Und es ist gerade ihre kritische Neugier, die mich jedes Jahr dazu bringt, meine Rezepte zu übertreffen und zu verbessern.

Letztendlich kann ich „mea culpa“ sagen, weil ich ihnen die Grundlagen gegeben habe, die hausgemachte Küche zu lieben, indem ich sie bei der Zubereitung der Mahlzeiten jedes Mal, wenn die Zeit es erlaubte, geholfen habe.

Eine Torte, die aufwendig erscheint, in Wirklichkeit aber sehr einfach ist und unterschiedliche Konsistenzen hat.

Weitere Torten zum „Feiern“

  • Küche: Italienisch

Zutaten

  • 250 g Mehl
  • 2 Eier
  • 170 ml Milch
  • Eine halbe Tüte Backammoniak
  • 30 g ungesüßtes Kakaopulver
  • 100 g Zucker
  • 75 Sonnenblumenöl
  • 200 g Marmelade (Brombeeren)
  • n.B. Pralinen (Gianduiotti)
  • 300 g Zartbitterschokolade
  • 300 g Schlagsahne
  • 150 g Haselnusspaste
  • 200 g Amaretti (trocken)
  • 250 g Zartbitterschokolade
  • 150 g Schlagsahne

Werkzeuge

Alle Werkzeuge, die ich benutze, finden Sie in meinen Kaufempfehlungen

  • Tortenschalen
  • Teller
  • Tortenschalen

Schritte

  • Zuallererst Mehl, Kakao, Zucker und Backammoniak vermengen, gut mischen und Eier, Milch und Öl hinzufügen. Mit einem elektrischen Schneebesen die Masse leicht aufschlagen. In eine 25 cm große Backform geben und etwa 40 Minuten bei 190 Grad backen. Vor der Weiterverwendung abkühlen lassen

  • Gianduia-Creme und zweite Gruppe von Zutaten: Die Zartbitterschokolade, in Stücke geschnitten, mit der heißen Sahne schmelzen, Haselnusspaste hinzufügen, abkühlen lassen und dann in den Kühlschrank stellen.

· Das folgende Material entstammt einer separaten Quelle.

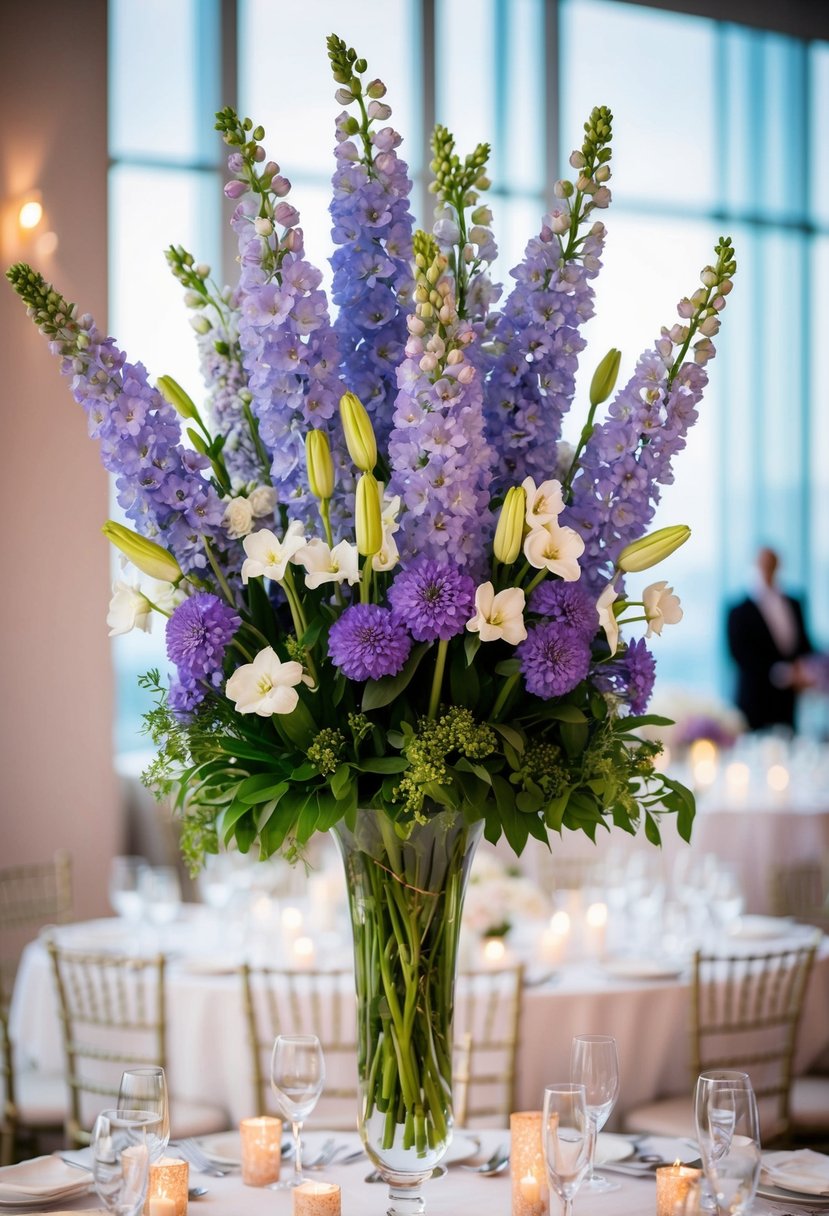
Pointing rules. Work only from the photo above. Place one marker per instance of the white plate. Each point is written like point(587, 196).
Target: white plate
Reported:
point(642, 969)
point(612, 1148)
point(778, 1195)
point(221, 1148)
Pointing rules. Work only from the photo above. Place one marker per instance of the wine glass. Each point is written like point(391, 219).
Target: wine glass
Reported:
point(145, 1088)
point(120, 1144)
point(568, 1136)
point(298, 1074)
point(728, 1135)
point(595, 1064)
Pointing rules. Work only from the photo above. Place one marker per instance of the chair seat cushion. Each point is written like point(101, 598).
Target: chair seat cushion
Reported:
point(667, 1116)
point(189, 1118)
point(810, 1103)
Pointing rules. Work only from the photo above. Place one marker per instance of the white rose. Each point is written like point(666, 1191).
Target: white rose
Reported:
point(263, 501)
point(238, 518)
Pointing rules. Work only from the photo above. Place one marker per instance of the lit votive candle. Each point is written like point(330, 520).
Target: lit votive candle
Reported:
point(261, 1150)
point(672, 1186)
point(317, 1199)
point(530, 1195)
point(167, 1188)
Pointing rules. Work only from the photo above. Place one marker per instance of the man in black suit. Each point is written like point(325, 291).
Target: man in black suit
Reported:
point(767, 640)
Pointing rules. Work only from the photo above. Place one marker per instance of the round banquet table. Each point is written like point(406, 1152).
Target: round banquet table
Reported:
point(207, 1034)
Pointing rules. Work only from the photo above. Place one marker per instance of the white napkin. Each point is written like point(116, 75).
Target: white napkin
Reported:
point(802, 1170)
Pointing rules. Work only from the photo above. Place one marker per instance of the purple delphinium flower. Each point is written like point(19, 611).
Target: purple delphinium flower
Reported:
point(568, 603)
point(198, 634)
point(553, 658)
point(368, 642)
point(531, 383)
point(433, 598)
point(372, 230)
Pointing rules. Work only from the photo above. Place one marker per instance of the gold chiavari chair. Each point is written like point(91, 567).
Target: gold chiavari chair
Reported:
point(488, 1007)
point(745, 1012)
point(30, 896)
point(113, 1017)
point(300, 1002)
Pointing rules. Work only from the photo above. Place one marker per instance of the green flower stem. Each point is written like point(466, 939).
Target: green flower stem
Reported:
point(438, 677)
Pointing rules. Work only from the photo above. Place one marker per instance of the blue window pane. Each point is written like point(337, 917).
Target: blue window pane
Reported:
point(286, 82)
point(163, 76)
point(658, 77)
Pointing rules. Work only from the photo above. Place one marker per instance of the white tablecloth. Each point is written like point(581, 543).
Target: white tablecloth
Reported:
point(207, 1034)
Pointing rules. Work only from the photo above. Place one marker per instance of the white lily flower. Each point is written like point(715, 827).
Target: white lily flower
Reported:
point(268, 556)
point(128, 609)
point(556, 550)
point(237, 519)
point(265, 686)
point(323, 564)
point(545, 502)
point(607, 617)
point(498, 615)
point(661, 607)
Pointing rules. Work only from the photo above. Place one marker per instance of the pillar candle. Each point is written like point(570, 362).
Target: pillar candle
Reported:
point(526, 1165)
point(317, 1199)
point(672, 1186)
point(261, 1150)
point(167, 1188)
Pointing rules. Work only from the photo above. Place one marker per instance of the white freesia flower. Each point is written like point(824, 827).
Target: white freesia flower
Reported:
point(237, 518)
point(498, 615)
point(265, 686)
point(661, 607)
point(268, 556)
point(545, 502)
point(556, 550)
point(607, 617)
point(129, 609)
point(323, 564)
point(263, 501)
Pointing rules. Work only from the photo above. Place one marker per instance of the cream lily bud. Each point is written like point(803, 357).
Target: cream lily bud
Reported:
point(604, 377)
point(173, 392)
point(368, 516)
point(320, 465)
point(359, 432)
point(509, 530)
point(649, 550)
point(144, 553)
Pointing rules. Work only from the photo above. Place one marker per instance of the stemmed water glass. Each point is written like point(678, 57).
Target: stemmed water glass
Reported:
point(145, 1088)
point(728, 1136)
point(298, 1074)
point(568, 1136)
point(120, 1143)
point(595, 1064)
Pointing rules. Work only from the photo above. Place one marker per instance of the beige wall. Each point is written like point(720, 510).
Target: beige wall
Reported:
point(56, 690)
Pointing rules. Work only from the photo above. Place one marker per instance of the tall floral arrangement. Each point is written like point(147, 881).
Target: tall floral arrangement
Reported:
point(388, 581)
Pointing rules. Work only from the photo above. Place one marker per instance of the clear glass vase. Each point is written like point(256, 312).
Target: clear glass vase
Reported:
point(405, 899)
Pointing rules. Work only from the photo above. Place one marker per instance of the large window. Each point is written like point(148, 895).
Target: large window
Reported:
point(717, 129)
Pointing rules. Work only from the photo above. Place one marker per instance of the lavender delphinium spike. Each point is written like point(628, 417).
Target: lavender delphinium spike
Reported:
point(627, 457)
point(288, 347)
point(372, 230)
point(537, 337)
point(440, 460)
point(159, 483)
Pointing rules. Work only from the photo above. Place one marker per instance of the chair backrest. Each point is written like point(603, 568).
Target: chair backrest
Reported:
point(745, 1013)
point(112, 1017)
point(488, 1006)
point(300, 1002)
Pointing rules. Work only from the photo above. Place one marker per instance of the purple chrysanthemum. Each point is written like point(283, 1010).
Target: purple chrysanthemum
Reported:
point(368, 642)
point(554, 659)
point(639, 671)
point(434, 598)
point(568, 603)
point(198, 634)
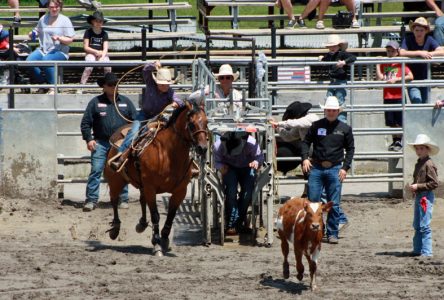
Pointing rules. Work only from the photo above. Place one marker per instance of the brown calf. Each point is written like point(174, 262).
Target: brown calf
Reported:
point(300, 222)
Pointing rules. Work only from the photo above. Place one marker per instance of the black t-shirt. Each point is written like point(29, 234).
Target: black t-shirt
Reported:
point(96, 40)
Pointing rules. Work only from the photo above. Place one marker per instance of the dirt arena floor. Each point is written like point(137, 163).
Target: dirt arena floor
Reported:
point(52, 250)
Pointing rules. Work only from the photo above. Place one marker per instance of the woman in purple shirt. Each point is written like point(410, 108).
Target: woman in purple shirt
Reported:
point(158, 95)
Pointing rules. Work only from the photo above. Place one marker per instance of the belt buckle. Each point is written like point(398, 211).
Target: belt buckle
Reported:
point(326, 164)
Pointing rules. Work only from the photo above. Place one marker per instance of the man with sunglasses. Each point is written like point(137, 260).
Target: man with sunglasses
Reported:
point(225, 86)
point(328, 166)
point(99, 122)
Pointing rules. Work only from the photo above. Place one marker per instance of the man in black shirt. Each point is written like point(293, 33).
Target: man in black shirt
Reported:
point(328, 167)
point(100, 120)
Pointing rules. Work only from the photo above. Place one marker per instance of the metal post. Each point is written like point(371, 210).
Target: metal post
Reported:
point(11, 101)
point(150, 26)
point(252, 73)
point(144, 43)
point(273, 69)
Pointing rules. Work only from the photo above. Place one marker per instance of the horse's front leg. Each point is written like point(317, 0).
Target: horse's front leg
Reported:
point(115, 224)
point(150, 198)
point(143, 224)
point(174, 203)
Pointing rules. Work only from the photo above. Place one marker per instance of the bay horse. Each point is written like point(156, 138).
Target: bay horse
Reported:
point(163, 167)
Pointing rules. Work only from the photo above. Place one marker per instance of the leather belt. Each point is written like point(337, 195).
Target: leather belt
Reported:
point(324, 163)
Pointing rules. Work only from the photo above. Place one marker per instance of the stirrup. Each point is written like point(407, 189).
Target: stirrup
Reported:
point(112, 159)
point(117, 166)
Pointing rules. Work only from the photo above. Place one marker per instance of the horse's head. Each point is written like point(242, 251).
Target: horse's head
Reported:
point(197, 127)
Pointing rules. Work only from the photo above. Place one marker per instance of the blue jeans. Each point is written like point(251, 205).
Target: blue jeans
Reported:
point(236, 209)
point(438, 33)
point(342, 216)
point(36, 72)
point(339, 93)
point(132, 133)
point(327, 178)
point(98, 161)
point(422, 240)
point(418, 95)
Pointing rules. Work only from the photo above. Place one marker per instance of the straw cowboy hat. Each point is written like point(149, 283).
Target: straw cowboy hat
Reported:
point(225, 70)
point(424, 140)
point(97, 15)
point(421, 21)
point(110, 79)
point(331, 103)
point(163, 76)
point(335, 40)
point(296, 110)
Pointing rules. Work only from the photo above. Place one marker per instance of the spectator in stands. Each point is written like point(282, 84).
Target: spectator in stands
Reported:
point(425, 180)
point(339, 73)
point(309, 11)
point(55, 33)
point(158, 95)
point(415, 6)
point(225, 86)
point(349, 4)
point(392, 73)
point(420, 45)
point(237, 156)
point(437, 7)
point(328, 166)
point(15, 4)
point(100, 120)
point(95, 44)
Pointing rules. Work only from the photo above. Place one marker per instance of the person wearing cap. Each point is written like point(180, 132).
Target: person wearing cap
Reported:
point(420, 44)
point(340, 72)
point(100, 120)
point(237, 156)
point(157, 96)
point(225, 77)
point(95, 44)
point(328, 166)
point(425, 180)
point(392, 73)
point(55, 32)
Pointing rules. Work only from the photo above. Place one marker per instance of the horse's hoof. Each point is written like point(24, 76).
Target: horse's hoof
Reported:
point(165, 244)
point(114, 232)
point(140, 227)
point(157, 251)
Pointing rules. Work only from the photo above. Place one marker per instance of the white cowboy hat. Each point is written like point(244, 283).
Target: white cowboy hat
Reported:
point(225, 70)
point(421, 21)
point(335, 40)
point(163, 76)
point(423, 139)
point(331, 103)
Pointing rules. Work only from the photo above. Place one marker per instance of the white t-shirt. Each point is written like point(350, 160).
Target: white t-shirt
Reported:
point(61, 27)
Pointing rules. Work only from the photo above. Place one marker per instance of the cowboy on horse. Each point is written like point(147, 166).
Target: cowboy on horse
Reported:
point(158, 95)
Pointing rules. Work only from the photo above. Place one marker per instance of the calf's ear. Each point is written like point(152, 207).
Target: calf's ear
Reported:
point(327, 207)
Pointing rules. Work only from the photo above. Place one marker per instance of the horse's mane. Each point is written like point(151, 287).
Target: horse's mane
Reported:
point(179, 110)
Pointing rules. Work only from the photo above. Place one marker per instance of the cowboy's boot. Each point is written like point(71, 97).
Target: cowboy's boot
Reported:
point(117, 162)
point(194, 170)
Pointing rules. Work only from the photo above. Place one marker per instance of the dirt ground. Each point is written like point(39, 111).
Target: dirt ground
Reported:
point(52, 250)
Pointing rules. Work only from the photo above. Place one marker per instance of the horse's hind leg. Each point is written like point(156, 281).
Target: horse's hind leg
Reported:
point(150, 197)
point(116, 184)
point(143, 224)
point(174, 203)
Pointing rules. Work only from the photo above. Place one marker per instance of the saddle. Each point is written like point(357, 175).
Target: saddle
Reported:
point(145, 137)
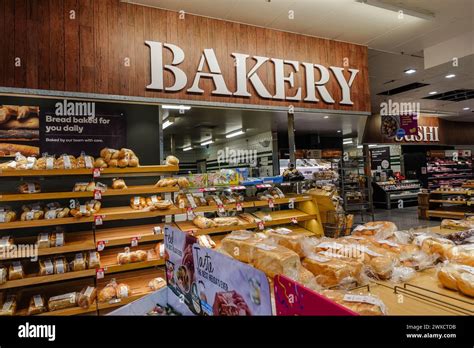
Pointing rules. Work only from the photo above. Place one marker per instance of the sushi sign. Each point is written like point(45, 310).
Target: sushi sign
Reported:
point(315, 77)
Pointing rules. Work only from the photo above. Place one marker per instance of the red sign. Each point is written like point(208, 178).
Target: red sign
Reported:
point(292, 298)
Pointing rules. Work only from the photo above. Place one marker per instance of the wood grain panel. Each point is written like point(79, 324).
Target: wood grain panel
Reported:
point(87, 55)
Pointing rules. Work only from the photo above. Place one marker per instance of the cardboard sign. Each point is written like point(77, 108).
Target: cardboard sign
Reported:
point(229, 287)
point(292, 298)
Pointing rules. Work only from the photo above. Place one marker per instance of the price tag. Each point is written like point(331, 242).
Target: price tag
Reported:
point(291, 203)
point(238, 206)
point(101, 245)
point(99, 220)
point(270, 203)
point(134, 241)
point(98, 194)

  • Jetzt ist die dritte Gruppe der Zutaten für die feste Basis an der Reihe. Die zerbröselten Amaretti hinzufügen, nachdem die Zartbitterschokolade, in Stücke geschnitten, in der heißen Sahne geschmolzen wurde. Gut mischen und auf Backpapier eine runde Basis mit einem Durchmesser gleich der weichen Schicht und einer Dicke von etwa 1 cm formen. Aus eventuellen Resten Kugeln formen, die in Haselnussgranulat oder ungesüßtem Kakao gewälzt werden können, um die Torte zu dekorieren.

  • Die Gianduia-Creme mit dem elektrischen Schneebesen aufschlagen

  • Die feste Schicht zusammenfügen, die weiche Schicht darüber legen und nachdem die Brombeermarmelade in gleicher Menge lauwarmem Wasser aufgelöst wurde, die Oberfläche beträufeln und die Frucht als Füllung lassen. Wenn Sie möchten, können Sie die Menge erhöhen und eine etwas dickere Füllung schaffen.

  • Nun die Gianduia-Creme in Tupfen oder gleichmäßig aufgetragen darüber verteilen.

  • Nach Belieben dekorieren: Ich habe Gianduiotti, Amarettokugeln und Haselnussgranulat verwendet

  • Weich, duftend, lecker!

    Gianduia-Torte

Ein paar weitere Tipps

Sie können diesen Kuchen in zwei Etappen zubereiten. Am Vortag die Böden vorbereiten und am nächsten Morgen zusammenfügen. Im Kühlschrank ruhen lassen, um den Zutaten Zeit zu geben, sich mit ihren unterschiedlichen Aromen und Konsistenzen zu verbinden.

Autorenbild

Enza Squillacioti

Dieser Blog ist eine Hommage an die wahrhaftigste und einfachste traditionelle Küche. Hier geht es nicht nur um Essen, sondern es werden auch praktische Tipps für makellose Ergebnisse angeboten. Tauchen Sie ein in eine Welt voller Rezepte, Geschichten und Einblicke in wilde Kräuter und vergessene Lebensmittel, um die Bräuche und Wurzeln unserer gastronomischen Kultur gründlich kennenzulernen.